Thursday, 4 May 2017

Digital soccer network Copa90 outlines ambitious growth targets

Sports Video Group

UK-based digital network BigBalls Media is poised to overtake ESPN by volume of unique viewers it attracts per month, according to its CEO, Tom Thirlwall. He claims the company, whose chief brand is the soccer-focussed channel Copa90, is on target to exceed the 105 million monthly unique views recorded across ESPN’s digital properties by the end of 2017.
“ESPN do 105 million a month and are the most valuable sports media brand in the world. By the end of the year we will have overtaken ESPN [in monthly views],” Thirlwall predicts.
In March the site drew 53 million uniques, and in April it pulled in 65 million. “We will continue to see growth,” says Thirlwall. “Our ambition is to be the world’s most influential football media business by the time the 2018 World Cup kicks off.”
The startling fact about Copa90 is that it has achieved this without any football rights. Instead, it offers soccer features and commentary – 90 percent of which it produces in-house – and targets millennial 16- to 24-year-olds. It also runs a Creator Network, described as an invite-only global creative community of 150 “talented and creative” football fans.
“We are not saying that one way of producing and presenting sport matters more or that the old guard is irrelevant,” says Thirlwall. “We are just saying that rights aren’t everything. We’ve proved that it’s not all about rights. There is much more context and rich narrative to be told outside of the pure match action.
“We launched on the principles of telling the stories around the 90 minutes,” he adds. “The young audience we reach feels disenfranchised from the broadcast packaged version of the game. We’ve concentrated on becoming a brand in the most relevant [media] spaces that they are inhabiting.”
Gearing up for 2018
Driven by Fantasy Football, coverage of the NFL, College Football, MLB pennant races, and U.S. Open tennis among other properties, ESPN has consistently outperformed CBS Sports and the Yahoo! Sports-NBC Sports Network for the best part of two years. That reign could be coming to end – when measured by the number of uniques – as Copa90 gears up for the FIFA World Cup in Russia.
Its rise has not gone unnoticed among big media. In 2015, Liberty Global acquired a stake worth $10.7 million in  which by some estimates made Bigballs Media worth over $50 million. Then, in January this year, Time Warner’s Turner International division bought another undisclosed stake.
“Turner has big brands for us to partner with distribution platforms for our content,” says Thirlwall, citing CNN and Bleacher Report.The investment, by Turner’s Digital Ventures & Innovation Group will be used for international expansion, content production and distribution, and the enhancement of its data capabilities. Turner and Bigballs Media also signed a commercial agreement that will see the two share distribution and content production expertise.
It will have some way to go, though, before it tops ESPN’s estimated market cap of $50 billion.
Since launch in 2012, Copa90 – which Thirlwall says will now supercede BigBalls Media as the company’s trading name – has scored over 1.5 billion video views. Users spend an average of 47 minutes per week with its content.
“The way we have presented a [football] game continues to be different and distinct from broadcast media,” he says. “If you are broadcast media it is very hard to get away from the thing that made you money. Everyone got comfortable with viewing football in a certain way. For the audience that tends to subscribe then this formula does work. This older audience is comfortable seeing ex-footballers in suits next to the main pundit.”
However, he adds, “we set out to connect to younger fans by presenting content that feels like it’s coming from fan culture.”

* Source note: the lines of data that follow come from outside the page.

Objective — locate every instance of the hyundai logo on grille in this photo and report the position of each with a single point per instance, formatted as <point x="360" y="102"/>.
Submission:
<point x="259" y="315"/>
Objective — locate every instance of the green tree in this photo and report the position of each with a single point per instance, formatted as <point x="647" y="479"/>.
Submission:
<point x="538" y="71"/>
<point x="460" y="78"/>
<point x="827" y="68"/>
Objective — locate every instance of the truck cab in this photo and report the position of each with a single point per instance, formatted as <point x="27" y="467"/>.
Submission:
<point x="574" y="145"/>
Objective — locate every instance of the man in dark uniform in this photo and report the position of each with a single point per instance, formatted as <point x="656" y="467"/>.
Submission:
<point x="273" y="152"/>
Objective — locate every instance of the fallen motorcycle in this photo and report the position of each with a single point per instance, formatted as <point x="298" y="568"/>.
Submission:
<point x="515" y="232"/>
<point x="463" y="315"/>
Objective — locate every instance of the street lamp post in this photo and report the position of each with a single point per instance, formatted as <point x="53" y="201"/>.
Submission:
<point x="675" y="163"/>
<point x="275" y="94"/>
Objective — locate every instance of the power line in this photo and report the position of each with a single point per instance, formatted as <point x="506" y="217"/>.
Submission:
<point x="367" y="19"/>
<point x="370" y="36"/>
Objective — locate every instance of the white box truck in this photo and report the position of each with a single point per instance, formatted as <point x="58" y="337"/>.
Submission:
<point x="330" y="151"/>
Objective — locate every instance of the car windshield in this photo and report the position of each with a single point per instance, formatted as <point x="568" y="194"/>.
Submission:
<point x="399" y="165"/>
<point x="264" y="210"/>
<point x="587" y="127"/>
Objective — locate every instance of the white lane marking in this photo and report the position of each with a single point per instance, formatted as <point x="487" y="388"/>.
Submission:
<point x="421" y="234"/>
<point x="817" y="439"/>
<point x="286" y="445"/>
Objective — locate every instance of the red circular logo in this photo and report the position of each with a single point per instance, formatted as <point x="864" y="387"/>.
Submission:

Copa90 is not averse to working with ‘old media’. Last year it teamed with UK broadcaster ITV to create The Fans Daily, an on-demand show centred around the 2016 UEFA Euros.
Among Copa90’s most popular all-time features is a documentary about the Belgrade derby (Red Star v Partizan). “In terms of where that match ranks in terms of rights it would be well down the list, but the story about the game is so much more interesting and clearly shows there is much more interest among the average football fan than just about the most high profile games.”
He also notes that younger fans have a broader diet in terms of the teams they support. “Our fans are equally adept at jumping onto a Belgrade derby as they are a game with Manchester United or Real Madrid. We see our audience as having a first club allegiance such as a team in the EPL but beyond that keeping an eye on a team in La Liga, Seria A and a favourite Bundesliga team too.”
He continues: “The younger audience may not be watching as many live games at home – in part because it’s expensive and it’s on their parent’s media [the TV] – but their appetite for the game is growing voraciously.”
Thirlwall suggests that the sports media industry will continue its path toward “blended” revenue models in which the live pay-TV rights co-exist with digital reach.
“Everyone has seen the pace of change pick up and no-one wants to be saddled with expensive rights, declining ad revenues and a declining audience with no foot in the future,” he says.